Tembló en la soledad al saber que su madre también empeoraba, y agradeció de rodillas cuando supo que sus padres habían ganado la batalla y volvería a abrazarlos de nuevo. De repente, lo que parecía tan cierto y seguro se había convertido en un panorama de dudas y de inseguridades. Sólo algo se mantenía intacto en medio de todo: la patria, el hogar, el punto de partida…Cartagena, su Ítaca personal.
En medio de las adversidades y los sinsabores sólo el anhelo de regresar mantenía la esperanza de continuar con el sueño, pero esta vez desde donde todo empezó. Así, una madrugada de hace unos días, partió de un Buenos Aires en crisis, con el sueño de ser médico intacto, metido en una maleta junto al mate y al gato de peluche que acompañó la infancia de la porteña amada, empapado en su fragancia “para que lo acompañara”.

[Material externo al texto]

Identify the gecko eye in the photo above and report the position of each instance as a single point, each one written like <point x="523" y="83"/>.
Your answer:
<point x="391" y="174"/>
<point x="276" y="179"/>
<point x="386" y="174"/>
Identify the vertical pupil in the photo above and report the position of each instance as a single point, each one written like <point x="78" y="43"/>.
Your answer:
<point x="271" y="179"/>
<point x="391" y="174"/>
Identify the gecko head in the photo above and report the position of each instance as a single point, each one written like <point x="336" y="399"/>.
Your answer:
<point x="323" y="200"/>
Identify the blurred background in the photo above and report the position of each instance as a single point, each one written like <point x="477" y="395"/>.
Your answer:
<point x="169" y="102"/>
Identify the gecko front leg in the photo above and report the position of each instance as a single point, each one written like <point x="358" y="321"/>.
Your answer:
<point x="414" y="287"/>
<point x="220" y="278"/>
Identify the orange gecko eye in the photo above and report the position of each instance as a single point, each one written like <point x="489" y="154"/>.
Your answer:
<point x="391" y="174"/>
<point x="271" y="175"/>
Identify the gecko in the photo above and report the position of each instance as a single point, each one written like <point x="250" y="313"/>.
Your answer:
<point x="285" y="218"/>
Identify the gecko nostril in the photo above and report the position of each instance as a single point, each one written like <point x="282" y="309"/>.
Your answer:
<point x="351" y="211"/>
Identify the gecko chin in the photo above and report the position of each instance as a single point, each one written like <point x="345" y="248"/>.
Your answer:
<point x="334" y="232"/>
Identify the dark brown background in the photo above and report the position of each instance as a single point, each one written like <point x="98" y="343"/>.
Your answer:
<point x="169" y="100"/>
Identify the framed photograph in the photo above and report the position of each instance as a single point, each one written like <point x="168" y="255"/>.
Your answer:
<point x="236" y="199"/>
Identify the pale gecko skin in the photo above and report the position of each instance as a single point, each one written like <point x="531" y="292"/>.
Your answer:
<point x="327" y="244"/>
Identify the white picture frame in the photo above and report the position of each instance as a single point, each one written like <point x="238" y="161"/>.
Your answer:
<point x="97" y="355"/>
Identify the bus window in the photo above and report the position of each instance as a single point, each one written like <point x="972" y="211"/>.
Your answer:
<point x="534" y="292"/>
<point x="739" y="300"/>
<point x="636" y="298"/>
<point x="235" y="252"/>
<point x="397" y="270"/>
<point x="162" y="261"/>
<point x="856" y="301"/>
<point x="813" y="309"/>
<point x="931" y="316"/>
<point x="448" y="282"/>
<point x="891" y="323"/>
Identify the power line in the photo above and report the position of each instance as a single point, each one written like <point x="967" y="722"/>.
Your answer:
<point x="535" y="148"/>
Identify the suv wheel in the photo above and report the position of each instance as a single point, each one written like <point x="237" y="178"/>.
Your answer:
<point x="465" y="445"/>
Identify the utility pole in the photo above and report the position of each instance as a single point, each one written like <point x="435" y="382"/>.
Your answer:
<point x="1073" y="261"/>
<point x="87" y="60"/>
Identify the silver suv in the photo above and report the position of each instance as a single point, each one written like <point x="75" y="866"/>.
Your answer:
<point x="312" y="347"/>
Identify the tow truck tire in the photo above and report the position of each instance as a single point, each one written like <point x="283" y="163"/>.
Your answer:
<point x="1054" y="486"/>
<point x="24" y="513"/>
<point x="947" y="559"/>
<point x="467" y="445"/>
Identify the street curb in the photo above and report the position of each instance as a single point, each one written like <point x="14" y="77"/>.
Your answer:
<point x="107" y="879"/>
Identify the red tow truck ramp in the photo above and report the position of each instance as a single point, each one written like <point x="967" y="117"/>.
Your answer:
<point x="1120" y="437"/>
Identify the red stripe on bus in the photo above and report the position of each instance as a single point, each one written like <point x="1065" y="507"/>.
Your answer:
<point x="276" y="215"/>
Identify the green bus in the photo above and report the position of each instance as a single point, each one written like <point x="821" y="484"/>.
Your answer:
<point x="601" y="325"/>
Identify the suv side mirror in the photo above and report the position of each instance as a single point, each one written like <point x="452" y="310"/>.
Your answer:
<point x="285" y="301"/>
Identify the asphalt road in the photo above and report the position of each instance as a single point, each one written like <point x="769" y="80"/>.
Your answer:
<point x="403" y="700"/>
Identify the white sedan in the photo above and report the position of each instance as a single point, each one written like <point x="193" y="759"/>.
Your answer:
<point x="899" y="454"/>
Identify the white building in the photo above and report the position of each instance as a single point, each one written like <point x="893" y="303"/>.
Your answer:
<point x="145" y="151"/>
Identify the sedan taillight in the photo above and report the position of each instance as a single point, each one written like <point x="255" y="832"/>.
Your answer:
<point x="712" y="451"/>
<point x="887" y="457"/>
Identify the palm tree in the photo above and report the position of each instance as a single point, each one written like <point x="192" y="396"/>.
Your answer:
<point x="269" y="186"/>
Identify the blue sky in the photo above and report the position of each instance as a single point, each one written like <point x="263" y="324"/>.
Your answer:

Con el corazón palpitante, fuera del aeropuerto Rafael Núñez, bajo el sol cartagenero, yo aguardaba la llegada de mi Ulises. Como Penélopes que tejieron y destejieron el telar en la larga espera, mi familia y yo buscábamos entre los que salían, la figura del chico que despedimos hacía dos años en el mismo aeropuerto, y tal como Penélope no reconocí a simple vista al hombre alto y bien parecido que se acercaba arrastrando una maleta. Mi esposo y yo caminamos a su encuentro de la mano de nuestra hija más pequeña con lágrimas en los ojos. Abracé a mi amado hijo y mis manos acariciaron su cabello y su rostro parcialmente cubierto por un tapabocas negro. Ulises había regresado a Ítaca.